According to data from last year, the group employed about 35,000 people, of which about 5,000 were in the Dogus Tourism group.
The Dogus Group is usually represented in Croatia as one of the largest foreign investors in tourism, and they say that in the ten years they have been operating here, they have invested 270 million euros and employed about 350 local workers.
They did not respond to Novac’s inquiry about their business results, saying that they are dedicated to operating the business of all their companies and further optimising their results, “and all of our operating Croatian companies are reporting another successful season and business year,” they made sure to note.
The Turks made their first Adriatic acquisition with the D-Marin Mandalina in Šibenik, after which they took over D-Marin Dalmatia in Sukošan, one of the largest in Croatia, and then D-Marin Borik in Zadar, and at the eve of this season, the group announced the completion of a 2.5 million euro investment. They have also announced that they will start a new investment cycle in Marina Dalmacija this autumn, with a total value of 5 million euros.
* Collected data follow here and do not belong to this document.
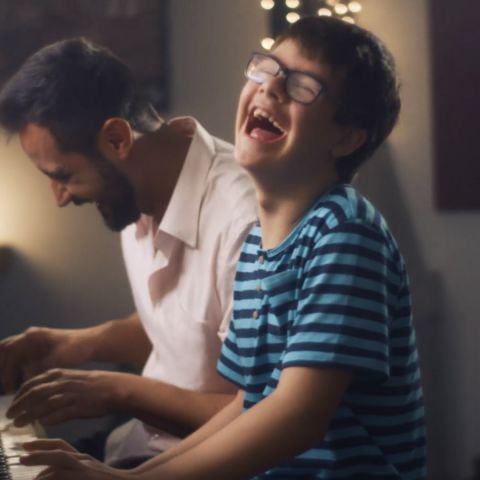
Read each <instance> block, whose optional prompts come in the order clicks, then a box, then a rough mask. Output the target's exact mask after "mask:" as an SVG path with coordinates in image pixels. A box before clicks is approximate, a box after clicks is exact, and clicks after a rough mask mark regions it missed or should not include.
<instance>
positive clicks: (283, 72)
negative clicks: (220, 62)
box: [243, 52, 328, 105]
mask: <svg viewBox="0 0 480 480" xmlns="http://www.w3.org/2000/svg"><path fill="white" fill-rule="evenodd" d="M255 57H264V58H268V59H270V60H273V61H274V62H275V63H276V64H277V65H278V70H277V71H276V73H275V74H273V77H276V76H278V75H279V74H280V73H281V74H282V75H283V77H284V78H285V91H286V93H287V95H288V97H289V98H290V99H291V100H293V101H294V102H297V103H300V104H301V105H311V104H312V103H313V102H314V101H315V100H317V98H318V97H320V96H321V95H325V94H326V93H327V92H328V87H327V86H326V85H325V83H324V82H323V81H322V80H321V79H319V78H318V77H316V76H315V75H312V74H311V73H308V72H302V71H301V70H292V69H290V68H287V67H285V66H284V65H283V64H282V62H280V60H278V58H277V57H275V56H274V55H271V54H269V53H264V52H252V53H251V54H250V57H249V59H248V62H247V65H246V66H245V69H244V71H243V73H244V75H245V78H246V79H247V80H251V81H252V82H255V83H257V84H258V85H261V84H263V83H264V82H259V81H257V80H255V79H254V78H251V77H250V76H249V75H248V73H247V72H248V66H249V65H250V64H251V62H252V61H253V59H254V58H255ZM291 74H300V75H304V76H306V77H309V78H311V79H312V80H315V82H317V83H318V84H319V85H320V90H319V91H318V93H317V94H316V95H315V97H314V98H313V99H312V100H311V101H308V102H303V101H301V100H297V99H296V98H293V97H292V96H291V95H290V93H289V92H288V78H289V77H290V75H291Z"/></svg>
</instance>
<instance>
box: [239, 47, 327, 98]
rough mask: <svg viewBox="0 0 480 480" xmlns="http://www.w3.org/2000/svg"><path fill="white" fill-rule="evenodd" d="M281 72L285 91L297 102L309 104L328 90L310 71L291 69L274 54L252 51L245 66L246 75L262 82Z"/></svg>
mask: <svg viewBox="0 0 480 480" xmlns="http://www.w3.org/2000/svg"><path fill="white" fill-rule="evenodd" d="M279 74H281V75H282V76H283V77H284V78H285V91H286V92H287V95H288V96H289V97H290V98H291V99H292V100H294V101H295V102H298V103H302V104H303V105H308V104H310V103H312V102H313V101H315V99H316V98H317V97H318V96H319V95H320V94H321V93H324V92H325V91H326V87H325V85H324V84H323V83H322V82H320V80H319V79H317V78H315V77H314V76H313V75H310V74H308V73H304V72H299V71H297V70H289V69H288V68H285V67H284V66H282V65H281V64H280V63H279V62H278V60H277V59H276V58H275V57H273V56H272V55H268V54H265V53H252V56H251V57H250V60H249V61H248V63H247V67H246V68H245V76H246V77H247V78H248V79H249V80H252V82H255V83H258V84H260V85H261V84H262V83H264V82H266V81H268V80H271V79H272V78H273V77H276V76H277V75H279Z"/></svg>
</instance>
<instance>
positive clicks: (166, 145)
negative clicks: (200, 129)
mask: <svg viewBox="0 0 480 480" xmlns="http://www.w3.org/2000/svg"><path fill="white" fill-rule="evenodd" d="M190 122H191V121H190ZM190 127H191V125H190V126H189V125H187V124H186V123H185V122H183V119H182V120H181V121H180V120H179V121H176V120H175V121H173V122H171V123H167V124H164V125H162V126H161V127H160V128H159V129H158V130H156V131H155V132H152V133H148V134H145V135H142V136H141V137H140V138H138V139H137V140H136V142H135V146H134V149H135V151H134V154H133V156H134V158H135V160H134V161H135V162H136V164H137V165H136V166H135V180H136V182H135V183H136V188H137V192H138V198H139V200H138V203H139V208H140V211H141V212H142V213H144V214H147V215H150V216H152V217H153V218H154V220H155V222H156V223H158V224H160V222H161V220H162V218H163V215H164V214H165V211H166V209H167V207H168V204H169V202H170V199H171V198H172V195H173V192H174V190H175V186H176V184H177V181H178V178H179V176H180V172H181V170H182V167H183V164H184V163H185V159H186V156H187V153H188V150H189V148H190V144H191V141H192V129H191V128H190Z"/></svg>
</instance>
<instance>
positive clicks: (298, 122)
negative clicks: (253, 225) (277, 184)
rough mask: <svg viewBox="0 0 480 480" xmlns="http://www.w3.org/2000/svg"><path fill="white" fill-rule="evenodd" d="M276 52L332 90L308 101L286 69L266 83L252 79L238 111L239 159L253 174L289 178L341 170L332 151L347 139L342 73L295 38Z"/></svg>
mask: <svg viewBox="0 0 480 480" xmlns="http://www.w3.org/2000/svg"><path fill="white" fill-rule="evenodd" d="M272 55H273V56H274V57H275V58H276V59H277V61H278V62H279V64H280V65H281V66H283V67H284V68H286V69H288V70H296V71H301V72H304V73H307V74H309V75H312V76H314V77H315V78H317V79H319V80H321V83H322V84H324V85H325V86H326V89H327V91H328V93H325V94H323V93H322V94H320V95H319V96H318V97H317V98H316V99H315V100H314V101H313V103H311V104H309V105H304V104H301V103H298V102H296V101H294V100H292V99H290V98H289V96H288V95H287V92H286V90H285V78H284V77H283V76H282V74H279V75H277V76H275V77H272V78H270V79H268V80H266V81H265V82H264V83H262V84H258V83H255V82H253V81H251V80H248V81H247V83H246V84H245V86H244V88H243V90H242V92H241V95H240V100H239V105H238V110H237V119H236V142H235V149H236V150H235V153H236V157H237V159H238V161H239V162H240V164H241V165H242V166H243V167H244V168H246V169H247V170H249V171H250V172H251V173H252V174H253V175H254V176H256V175H264V176H265V175H270V176H271V175H277V176H280V177H281V178H283V179H284V180H285V179H287V180H286V181H295V179H299V178H300V179H304V178H308V175H310V176H311V175H312V173H314V172H319V174H322V172H323V173H325V169H327V170H328V172H327V173H328V174H329V175H336V173H335V167H334V163H335V154H334V153H333V152H334V150H335V148H334V147H335V145H336V143H337V142H338V141H339V140H340V139H341V138H342V127H340V126H339V125H337V124H336V123H335V121H334V115H335V112H336V108H337V104H336V98H338V89H339V85H340V83H341V78H340V74H339V73H337V72H335V71H334V70H333V69H332V67H331V66H330V65H328V64H326V63H324V64H322V63H320V62H318V61H317V60H315V59H310V58H308V57H306V56H305V54H304V53H303V52H302V50H301V49H300V48H299V47H298V45H297V44H296V43H295V42H294V41H293V40H289V39H288V40H285V41H284V42H282V43H281V44H280V45H278V46H277V48H275V50H273V52H272ZM322 169H323V170H322Z"/></svg>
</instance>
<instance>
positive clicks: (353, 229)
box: [283, 221, 395, 381]
mask: <svg viewBox="0 0 480 480" xmlns="http://www.w3.org/2000/svg"><path fill="white" fill-rule="evenodd" d="M390 263H391V262H390V260H389V248H388V242H387V240H386V238H385V236H384V235H383V234H382V233H381V232H380V231H378V230H376V229H374V228H373V227H371V226H370V225H365V224H364V223H362V222H361V221H351V222H344V223H341V224H340V225H338V226H337V227H335V228H334V229H333V230H330V231H329V232H328V233H326V234H324V235H322V236H321V237H320V239H319V240H317V242H316V244H315V246H314V247H313V248H312V249H311V250H310V253H309V255H308V257H307V258H306V260H305V265H304V272H303V276H302V279H301V280H300V281H301V285H300V293H299V298H298V307H297V312H296V315H295V318H294V319H293V323H292V325H291V326H290V333H289V337H288V341H287V347H286V354H285V356H284V359H283V368H286V367H290V366H332V367H340V368H347V369H353V370H355V371H356V372H357V373H360V374H362V375H363V376H364V377H365V379H367V378H368V379H370V380H372V379H377V381H378V379H381V380H384V379H385V378H386V377H387V376H388V375H389V371H388V369H389V367H388V365H389V361H388V360H389V358H388V357H389V349H388V318H389V307H388V298H389V294H388V292H389V288H394V286H392V285H389V284H390V283H391V282H392V275H394V276H395V270H394V265H393V262H392V264H390ZM357 378H358V375H357Z"/></svg>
The D-Marin Mandalina also includes D-Resort Šibenik, the first greenfield investment of the Dogus Group in Croatia, worth a massive 26 million euros, with a hotel and luxury villas. The Dogus Group also owns the prestigious boutique hotel Villa Dubrovnik.
As a new major project of the Dogus Group in Croatia, the old facility of the Maraska Beverage Factory in Zadar, has long been announced as an exclusive 130-room hotel – the Hyatt Regency Maraska Hotel, along with the luxury residential part, but the realisation has been stalled. It is an investment of around 100 million euros.
In response to Novac’s question, they say that the Zadar project is ready, but is still awaiting the outcome of an open tender.
”Every investor, and in this case the Hyatt brand, seeks security and a clear vision for the development of the environment of the location in which they make their investment. As it’s an extremely large investment, it isn’t unusual for an investor to want to know what’s happening in the immediate neighbourhood of his project, to make the best decision on the further development of that project,” the stated.
They added that Dogus is one of the bidders in the tender and has a vision of developing the entire micro-location. “As a bidder, we’re awaiting the outcome of the tender, believing that it will be completed in a transparent manner after five years,” they said. They didn’t comment on whether the start-up of this project was related to the financial restructuring of the Dogus Group.